Andrea Lawler

Dream in Which My Dead Grandmother Comes Back to Tell Me

that I’ve put on weight, which doesn’t make
any sense, because she also asks me if I’m eating
enough, but then I remember that this is a dream
and my grandmother is dead. And wait, she’s even
 
wearing pink, her least favorite color, but it counter-
acts the deadish grey hues of her skin.  I tell her I’ve been
sewing again—something we used to do together—
but that it’s not the same without her and, oh, I tell her
 
about the piano. After my senior recital (in which
I performed The Phantom of the Opera) in the Lutheran
Church, she promised me her very own grand piano
(the one grandpa bought her) and I was so happy I almost
 
screamed YES right there in the pew. But on my grandmother’s
funeral day, my aunt informed me that she will be taking
said grand piano, knowing that it was promised to me.
I tell her how much my mother misses her, how lonely
 
and childlike she has become.
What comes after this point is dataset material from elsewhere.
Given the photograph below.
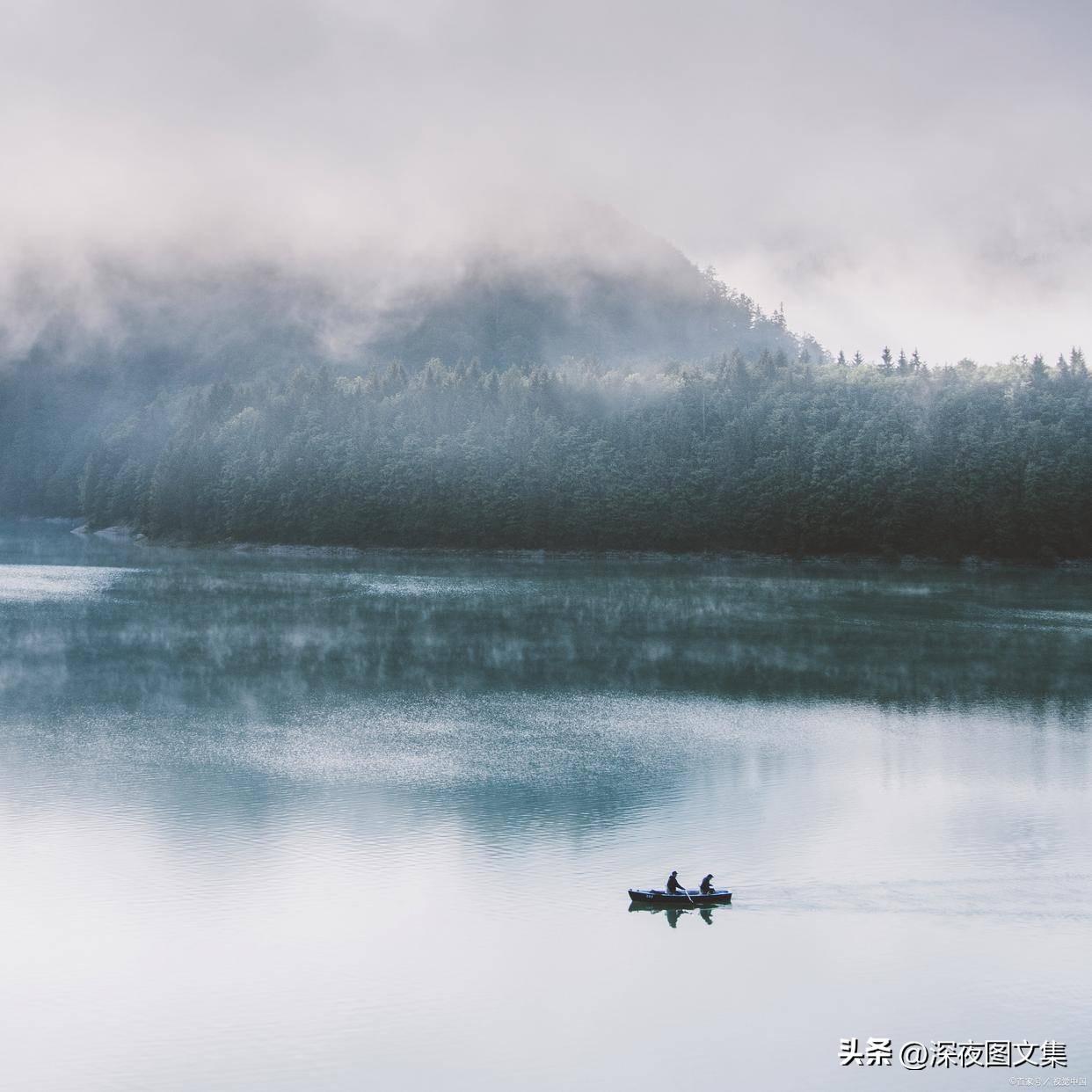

I show her the sweaters
I took from her closet—that I’m scared to wash them
because they still smell just like her and sometimes, I find
her hair on them, and it makes me sad. I tell her about the stories
 
we shared at her wake, how my sister cried so hard she barely
was able to finish, that we used the last picture she and I took together
as her official funeral photo, and she says yes, I know. I was there. And
I ask how she’s been, and she says, What do you think?
 
And asks me to turn up the heat.


Andrea Lawler is a poet, essayist, and short story writer. She holds a degree in English Language & Literature. Her poetry collection, Let Me Take You Out of This Town, debuts in February, 2023, from Bullshit Lit. She lives in North Dakota with her three cats.